Sachant que Silent Hill s'est fortement inspiré de « L'échelle de Jacob », j'aimerais savoir comment vous situez votre oeuvre par rapport à celle d'Adrian Lyne, ne craignez-vous pas une comparaison ? « Silent Hill » étant un jeu qui propose plusieurs fins qui sont la conséquence de certains choix du joueur, a-t-il été difficile de choisir celle qui fut finalement retenue pour le film ? Enfin, « Silent hill 2 » est considéré par beaucoup de joueurs comme le meilleur de la série, notamment a cause de son tour de force narratif : seriez vous prêt à retentez l'expérience pour un 2e opus en cas de succès ? (Marc)


Christophe Gans : Est-ce que « Silent Hill » s'inspire fortement de « L'Echelle de Jacob » ? je ne pense pas. Je pense que « Silent Hill » s'inspire de deux scènes du film, une scène dans un métro et une scène dans un hôpital, qui sont assez saisissantes quand on les regarde et qui annoncent effectivement l'atmosphère de « Silent Hill ». Pour avoir discuté longuement avec Akira Yamaoka, « L'Echelle de Jacob » n'est pas la seule source d'inspiration de « Silent Hill ». La vraie source d'inspiration de cet univers est beaucoup plus picturale que cinématographique, notamment dans l'art moderne et les artistes surréalistes. Est-ce que je crains la comparaison avec « L'Echelle de Jacob » ? Pas du tout, car le sdeux films n'ont rien à voir. Personnellement, j'ai bien ce film, surtout sa version complète qui passe de temps en temps à la télé américaine. Je trouve le film très intéressante t très singulier. Je ne suis pas un grand fan de la fin au Vietnam, mais en même temps elle est intéressante car elle respecte l'idée qu'il y aurait dans cet univers parallèle différentes interprétations. Ce qui m'amène à votre deuxième question. Y-a t-il plusieurs fins dans « Silent Hill » ? Evidemment non, mais il y a plusieurs interprétations possibles quant à ce qu'il advient des personanges, et la fin est éminemment ambiguë, et je laisse à chacun le soin de se faire sa propre opinion. Pour moi, c'est une façon de répondre à la multiplicité des fins du jeu qui répondent à une multilplicité d'interprétation de cet univers. Quant à votre dernière question, j'aimerais effectivement retenter l'expérience de « Silent Hill » : maintenant est-ce que j'adapterais précisément « Silent Hill 2 » ? Je ne crois pas, même si j'aimerais personnellement. Par contre, je souhaiterais raconter la suite de l'histoire que nous avons commencé à raconter avec ce premier film, et introduire des éléments narratifs et psychologiques présents dans le deuxième jeu parce que c'est mon préféré parmi les quatre jeux. D'ailleurs, c'était celui que nous voulions adapter au départ avec Roger et Nicolas...
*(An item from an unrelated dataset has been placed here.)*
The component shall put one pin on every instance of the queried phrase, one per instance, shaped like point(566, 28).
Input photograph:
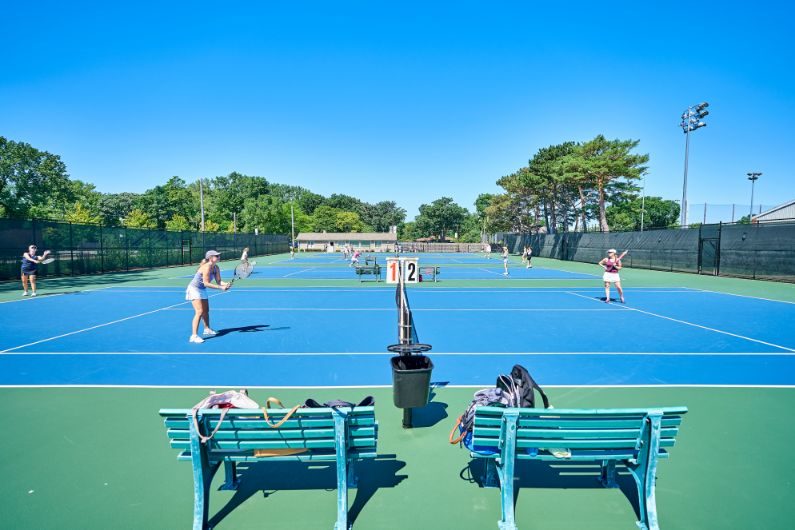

J'aimerais savoir M. Gans pourquoi ne pas avoir conservé les noms de "Harry Mason", "Rose Mason" et "Cheryl Mason". Nous avons pourtant le policier Cybil alors je ne pense pas que ce soit un souci de licence quelconque... Pourquoi donc avoir changé avec des noms pareil ? Harry Mason devient Christopher Da Silva !! Je trouve ça dommage car, en voyant la première bande annonce, j'avais bien cru comprendre que les noms seraient aussi fidèles au jeu... Je suis en plein désarroi devant le résultat... pouvez-vous m'éclairer ? (Francis)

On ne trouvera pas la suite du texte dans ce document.